Mmm I forgot the nearly interesting part relating to Feb 15th - today would have been the 15th of Feb 202 on the Julian Calendar. So nearly synchronous.
posted by mce at 8:34 PM on February 28, 2020 [1 favorite]


If they had been slightly more punctual in their gestating, I could now be married to someone with a number of birthdays suitable to a high school sophomore and father to someone with a birthday count much like a primary school student

Just realized that of course they would register as a year younger than I initially thought, as 2000 was not a leap year. Even more ew.

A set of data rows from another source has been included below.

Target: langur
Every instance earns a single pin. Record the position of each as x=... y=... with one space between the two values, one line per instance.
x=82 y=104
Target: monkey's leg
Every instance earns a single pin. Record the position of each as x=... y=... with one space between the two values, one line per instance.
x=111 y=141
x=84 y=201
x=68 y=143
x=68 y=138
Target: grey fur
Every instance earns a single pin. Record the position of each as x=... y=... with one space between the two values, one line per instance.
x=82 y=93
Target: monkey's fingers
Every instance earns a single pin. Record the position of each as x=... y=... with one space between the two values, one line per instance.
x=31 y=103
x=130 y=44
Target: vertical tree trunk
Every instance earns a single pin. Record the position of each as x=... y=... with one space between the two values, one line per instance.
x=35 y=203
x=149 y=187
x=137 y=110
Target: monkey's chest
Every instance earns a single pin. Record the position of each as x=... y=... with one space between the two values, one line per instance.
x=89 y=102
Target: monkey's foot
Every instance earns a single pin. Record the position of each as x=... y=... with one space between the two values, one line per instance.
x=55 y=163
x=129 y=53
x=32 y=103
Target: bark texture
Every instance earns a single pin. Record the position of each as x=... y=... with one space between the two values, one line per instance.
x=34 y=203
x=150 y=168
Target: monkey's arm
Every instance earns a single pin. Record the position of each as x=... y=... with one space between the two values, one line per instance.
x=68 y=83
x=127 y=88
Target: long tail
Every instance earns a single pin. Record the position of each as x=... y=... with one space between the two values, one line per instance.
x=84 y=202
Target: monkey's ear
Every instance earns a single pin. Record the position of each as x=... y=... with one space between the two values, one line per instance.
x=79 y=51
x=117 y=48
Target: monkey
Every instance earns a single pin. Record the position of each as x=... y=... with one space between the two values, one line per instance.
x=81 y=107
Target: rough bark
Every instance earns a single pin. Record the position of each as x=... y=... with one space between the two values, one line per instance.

today would have been the 15th of Feb 202 on the Julian Calendar.

No, it was only like two weeks’ difference, not eighteen centuries.
posted by ricochet biscuit at 8:47 PM on February 28, 2020


Metafilter: constant rain, leaky shoes and a downhill skid
posted by Greg_Ace at 9:32 PM on February 28, 2020 [1 favorite]


Not a leap year thing but a numbers thing I never figured out anything cool to do with:
My birthday is April 24, 1974, which, having been a Wednesday, means I was born on the fourth day of the fourth week of the fourth month of a year ending in 4. Four fours. Numerologists might be able to make more noise out of that, but to me, it’s... Well, there’s definitely a lot of fours in there.
posted by Mister Moofoo at 10:26 PM on February 28, 2020 [1 favorite]


Gorbachev was arrested on 8/19/1991. That is the day I got married. My marriage finished off the USSR. You are welcome.
posted by COD at 5:28 AM on February 29, 2020


Happy 228th/55th birthday to my favorite leaper, Gioachino Rossini, who composed such beauty and silliness, and inspired gleeful mayhem for generations.
posted by Orange Dinosaur Slide at 7:39 AM on February 29, 2020 [4 favorites]

Just realized that of course they would register as a year younger than I initially thought, as 2000 was not a leap year. Even more ew.

today would have been the 15th of Feb 202 on the Julian Calendar.

No, it was only like two weeks’ difference, not eighteen centuries.
2000 was a leap year: 2100, 2200 & 2300 will not be. And, yes, I did miss a digit there in 202-0. Looking back I can see that taking 2 posts to complete a single thought and still getting a typo was a good indication that I was up later than I should have been :)
posted by mce at 8:10 AM on February 29, 2020


I don't know why they're called that; I've never leapt during one.

You still have time -- get out there and do some Leaping, everybody!
posted by Rash at 9:42 AM on February 29, 2020


The very idea leaves me feeling jumpy.
posted by Greg_Ace at 11:10 AM on February 29, 2020


I have added
a day
to your year
your tenth

in which
you were probably
saving
for a doll

Forgive me
they meant calendars
so rare
I got rich
posted by bendy at 6:51 PM on February 29, 2020


In the span of two hours at the local coffee hangout today, I saw a bride and groom in full wedding finery AND witnessed another couple get engaged! I normally don’t shed tears if there is coffee nearby but today was an exception.
Also, Leap Day seems like a good day to get brave enough here to come out of lurk-land and say hi.
posted by 27Daisies at 8:45 PM on February 29, 2020 [1 favorite]


Yeah but now that sets up a precedent for only commenting once every four years or so... ;) Nevertheless, hello!